Cette stratégie combinée permet de préserver à la fois le moment et la qualité de la maturation des ovocytes, en particulier chez les patientes présentant un risque élevé de lutéinisation prématurée.
En résumé:
- Ancienne hypothèse démystifiée : les preuves cliniques confirment que l’administration simultanée de Cetrotide et d’hCG ne compromet pas les résultats de la FIV.
- Mécanismes distincts, synergie efficace : Cetrotide agit au niveau de l'hypophyse ; hCG agit au niveau de l'ovaire, donc pas d'interférence.
- Grande pertinence pour les patients âgés : cette approche permet de se prémunir contre la lutéinisation prématurée tout en maintenant l’efficacité du déclencheur.
Les références
Al-Azemi, M., Kyrou, D., Kolibianakis, EM, et al., 2011. Lutéinisation prématurée dans les cycles d'antagonistes de la GnRH : un facteur de risque d'altération des résultats après FIV ? Human Reproduction, 26(7), pp.1839–1845.
Felberbaum, R. et Diedrich, K., 1999. Antagonistes de la gonadolibérine : une nouvelle ère pour la stimulation ovarienne contrôlée.
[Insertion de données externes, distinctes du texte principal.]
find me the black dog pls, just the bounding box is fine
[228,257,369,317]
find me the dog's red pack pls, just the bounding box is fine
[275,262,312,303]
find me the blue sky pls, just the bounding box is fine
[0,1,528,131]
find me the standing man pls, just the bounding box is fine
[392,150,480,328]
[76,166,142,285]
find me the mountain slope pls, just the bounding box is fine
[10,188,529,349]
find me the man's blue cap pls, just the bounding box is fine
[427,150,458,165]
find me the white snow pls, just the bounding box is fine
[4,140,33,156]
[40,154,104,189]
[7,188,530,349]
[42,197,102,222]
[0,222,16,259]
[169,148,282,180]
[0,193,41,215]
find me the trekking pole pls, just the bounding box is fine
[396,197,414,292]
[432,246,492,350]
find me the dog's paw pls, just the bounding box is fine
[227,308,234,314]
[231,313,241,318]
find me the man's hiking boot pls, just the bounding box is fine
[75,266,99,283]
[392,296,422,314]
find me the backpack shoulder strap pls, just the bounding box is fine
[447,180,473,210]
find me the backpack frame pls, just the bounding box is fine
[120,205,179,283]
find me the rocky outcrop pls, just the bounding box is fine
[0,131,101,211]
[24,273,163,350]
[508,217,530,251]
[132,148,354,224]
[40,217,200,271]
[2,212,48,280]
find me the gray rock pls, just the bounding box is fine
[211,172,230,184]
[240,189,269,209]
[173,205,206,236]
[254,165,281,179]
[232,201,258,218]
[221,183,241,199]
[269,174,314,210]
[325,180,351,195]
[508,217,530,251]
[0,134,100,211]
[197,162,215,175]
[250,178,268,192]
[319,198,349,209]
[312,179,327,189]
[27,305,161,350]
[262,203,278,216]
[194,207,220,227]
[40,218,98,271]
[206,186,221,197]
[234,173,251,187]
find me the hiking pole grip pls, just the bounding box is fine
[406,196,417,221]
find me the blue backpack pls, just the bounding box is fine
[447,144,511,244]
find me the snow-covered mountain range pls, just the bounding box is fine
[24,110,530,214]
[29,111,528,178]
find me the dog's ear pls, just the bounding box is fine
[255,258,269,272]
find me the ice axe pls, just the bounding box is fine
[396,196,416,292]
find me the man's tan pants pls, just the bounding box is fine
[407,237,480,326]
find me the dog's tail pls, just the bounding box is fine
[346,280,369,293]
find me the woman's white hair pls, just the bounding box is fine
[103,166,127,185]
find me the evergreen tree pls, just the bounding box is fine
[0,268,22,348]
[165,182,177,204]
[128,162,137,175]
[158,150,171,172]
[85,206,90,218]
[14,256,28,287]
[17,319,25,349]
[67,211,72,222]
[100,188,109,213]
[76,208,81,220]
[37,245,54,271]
Endocrine Reviews, 20(6), pp. 737–751.
Hebisha, SA, 2016. L'administration d'un antagoniste de la GnRH le jour de l'hCG dans les cas de FIV/ICSI avec un protocole agoniste long est efficace pour la protection du SHO. Fertilité et stérilité (étude rétrospective).
Humaidan, P., Bungum, L., Bungum, M. et Yding Andersen, C., 2005. Réponse ovarienne et issue de la grossesse liées aux concentrations de LH au niveau folliculaire moyen chez les femmes suivant une procréation médicalement assistée. Reproductive Biomedicine Online, 10(5), pp. 679–685.
Kolibianakis, EM, Albano, C., Camus, M., et al., 2004. Initiation d'un antagoniste de la GnRH au premier jour de stimulation : effet sur les taux hormonaux et le développement folliculaire lors des cycles de FIV. Human Reproduction, 19(10), pp.2206–2210.
Kolibianakis, EM, Albano, C., Kahn, J., et al., 2006. Des taux élevés de progestérone pendant la phase folliculaire sont associés à une diminution du taux de grossesse lors des cycles de FIV avec antagonistes de la GnRH. Human Reproduction, 21(10), pp.2622–2629.
Zeleznik, AJ, 2004. La physiologie de la sélection folliculaire. Biologie de la reproduction et endocrinologie, 2(1), p.31.